This weekend, Gordon Lashley and his wife Carol are taking their cane juice mill and their entrepreneurial optimism to the Providence Stadium where they hope that the first ever staging of the Guyana Festival might provide some measure of breakthrough for a beverage which, as much as any other, can be considered ‘local drink’.
The Lashleys are banking on the marketing thrust of the organisers of the event who have been presenting it to the public as a ‘must go’ event for locals and visitors to Guyana alike.
What the Lashleys are also hoping is that the Festival, which opens later today will help to popularize his modest fifteen-year-old cane juice enterprise.
Cane juice is no stranger to the local beverage market. The problem is that it has never been able to take itself ‘off the corner’. To present itself as more than a ‘wash down’ or an on the corner thirst-quencher. Meanwhile the old-fashioned aerated drinks have become transformed by their plastic disposable bottles and their multi-million dollar advertising budgets.

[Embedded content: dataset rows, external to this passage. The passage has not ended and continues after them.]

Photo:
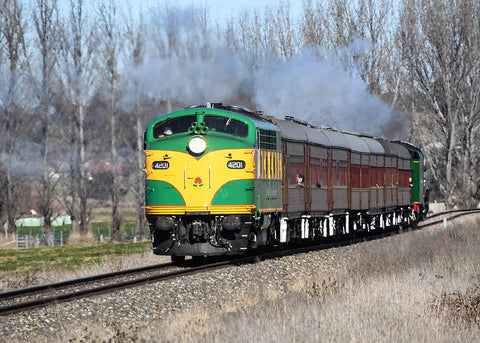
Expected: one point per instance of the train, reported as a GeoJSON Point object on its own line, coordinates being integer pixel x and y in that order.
{"type": "Point", "coordinates": [227, 180]}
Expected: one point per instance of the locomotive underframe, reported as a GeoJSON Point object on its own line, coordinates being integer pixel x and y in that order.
{"type": "Point", "coordinates": [208, 235]}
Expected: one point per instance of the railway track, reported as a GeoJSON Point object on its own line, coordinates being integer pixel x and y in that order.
{"type": "Point", "coordinates": [43, 295]}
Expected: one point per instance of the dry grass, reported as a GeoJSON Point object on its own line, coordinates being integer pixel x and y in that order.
{"type": "Point", "coordinates": [422, 286]}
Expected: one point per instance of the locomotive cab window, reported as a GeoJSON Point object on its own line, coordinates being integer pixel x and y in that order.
{"type": "Point", "coordinates": [226, 125]}
{"type": "Point", "coordinates": [172, 126]}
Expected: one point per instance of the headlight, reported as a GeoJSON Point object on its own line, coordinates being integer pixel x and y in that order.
{"type": "Point", "coordinates": [197, 145]}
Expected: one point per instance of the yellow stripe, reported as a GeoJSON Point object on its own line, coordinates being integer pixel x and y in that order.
{"type": "Point", "coordinates": [199, 180]}
{"type": "Point", "coordinates": [180, 210]}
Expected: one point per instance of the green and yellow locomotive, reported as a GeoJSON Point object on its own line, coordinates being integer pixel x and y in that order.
{"type": "Point", "coordinates": [213, 177]}
{"type": "Point", "coordinates": [225, 180]}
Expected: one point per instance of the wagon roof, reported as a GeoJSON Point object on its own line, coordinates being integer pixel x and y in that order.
{"type": "Point", "coordinates": [374, 145]}
{"type": "Point", "coordinates": [395, 149]}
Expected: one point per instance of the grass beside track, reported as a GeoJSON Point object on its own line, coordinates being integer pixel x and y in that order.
{"type": "Point", "coordinates": [66, 257]}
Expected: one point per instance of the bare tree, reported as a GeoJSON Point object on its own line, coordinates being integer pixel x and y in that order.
{"type": "Point", "coordinates": [135, 47]}
{"type": "Point", "coordinates": [45, 18]}
{"type": "Point", "coordinates": [78, 82]}
{"type": "Point", "coordinates": [14, 59]}
{"type": "Point", "coordinates": [109, 31]}
{"type": "Point", "coordinates": [312, 24]}
{"type": "Point", "coordinates": [440, 51]}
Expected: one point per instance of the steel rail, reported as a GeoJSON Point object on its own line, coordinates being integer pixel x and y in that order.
{"type": "Point", "coordinates": [18, 307]}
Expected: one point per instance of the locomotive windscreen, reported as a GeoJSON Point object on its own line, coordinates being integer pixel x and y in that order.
{"type": "Point", "coordinates": [226, 125]}
{"type": "Point", "coordinates": [172, 126]}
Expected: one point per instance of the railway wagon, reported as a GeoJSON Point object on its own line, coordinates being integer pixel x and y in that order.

The fast food franchises and the fresh fruit drink vendors have also upped their, ‘throwing in’ modern dispensers, disposable cups and health-related tips to seize a substantial slice of an enduringly thirsty market,
The Lashleys have tried at GuyExpo though they admit that success has not gone beyond short-term spikes in demand on account of event sales,
At the Guyana Festival the Lashleys hope to sell more than just a few bottles out of their refrigerated truck. They will be doing demonstrations with their cane juice mill imported from Brazil and hoping that they might be able to ‘tie up’ at least a few supply contracts for G&C’s Natural Juices. The Guyana Festival, hopefully, will provide another opportunity to try to restore cane juice to the local beverage ‘map.’
That is where cane juice had been for centuries. Sugar cane might have been a major colonial economic empire but the greenish liquid has been put to other purposes and cane juice is one of them, though the vending of the juice has not been really successful in taking itself off the streets here in Guyana. That, it would seem, is the Lashleys’ objective: to get their bottled juice far more entrenched in the mainstream market, to ‘ease up’ on pounding the streets to sell the product.

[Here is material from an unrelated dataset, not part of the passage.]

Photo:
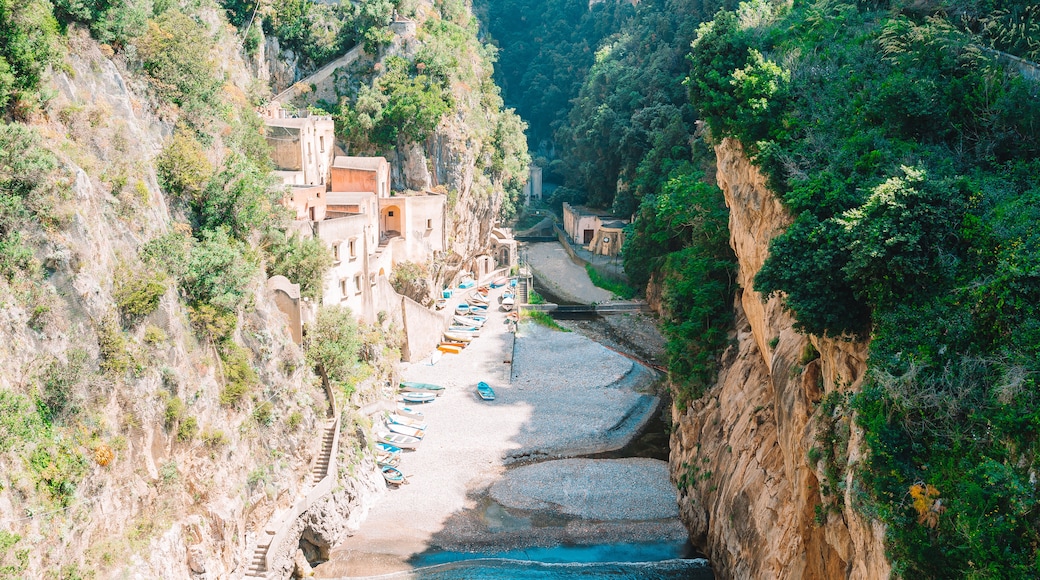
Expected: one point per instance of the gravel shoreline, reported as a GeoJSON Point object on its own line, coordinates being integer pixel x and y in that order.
{"type": "Point", "coordinates": [559, 395]}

Gordon Lashley understands the market and knows that there is probably no overwhelming demand for cane juice at what one might call their ‘high end’ of the market. That has to be cultivated.
Last Tuesday we found Gordon and Carol and their mill and their huge bundle of sugar cane at their customary location, inside the same compound housing the East La Penitence Post Office.
That is the nerve centre of the business though Gordon concedes that targeting a broader clientele would require him to raise his own game, to look more closely at offering enhanced environmental guarantees, That is one of his immediate-term goals.
Prior to being in the Post Office Compound, the facility was situated on America Street, a decidedly better location for the cane juice business, From that vantage point they sold around 200 gallons of cane juice per week, These days it’s down to around 70 gallons,
Things have changed. There is no cane juice market to speak of where the mill is now located so the Lashleys cling tenaciously to their remaining mainstream clients – Juice Power, Shanta’s and a handful of other snackettes and restaurants.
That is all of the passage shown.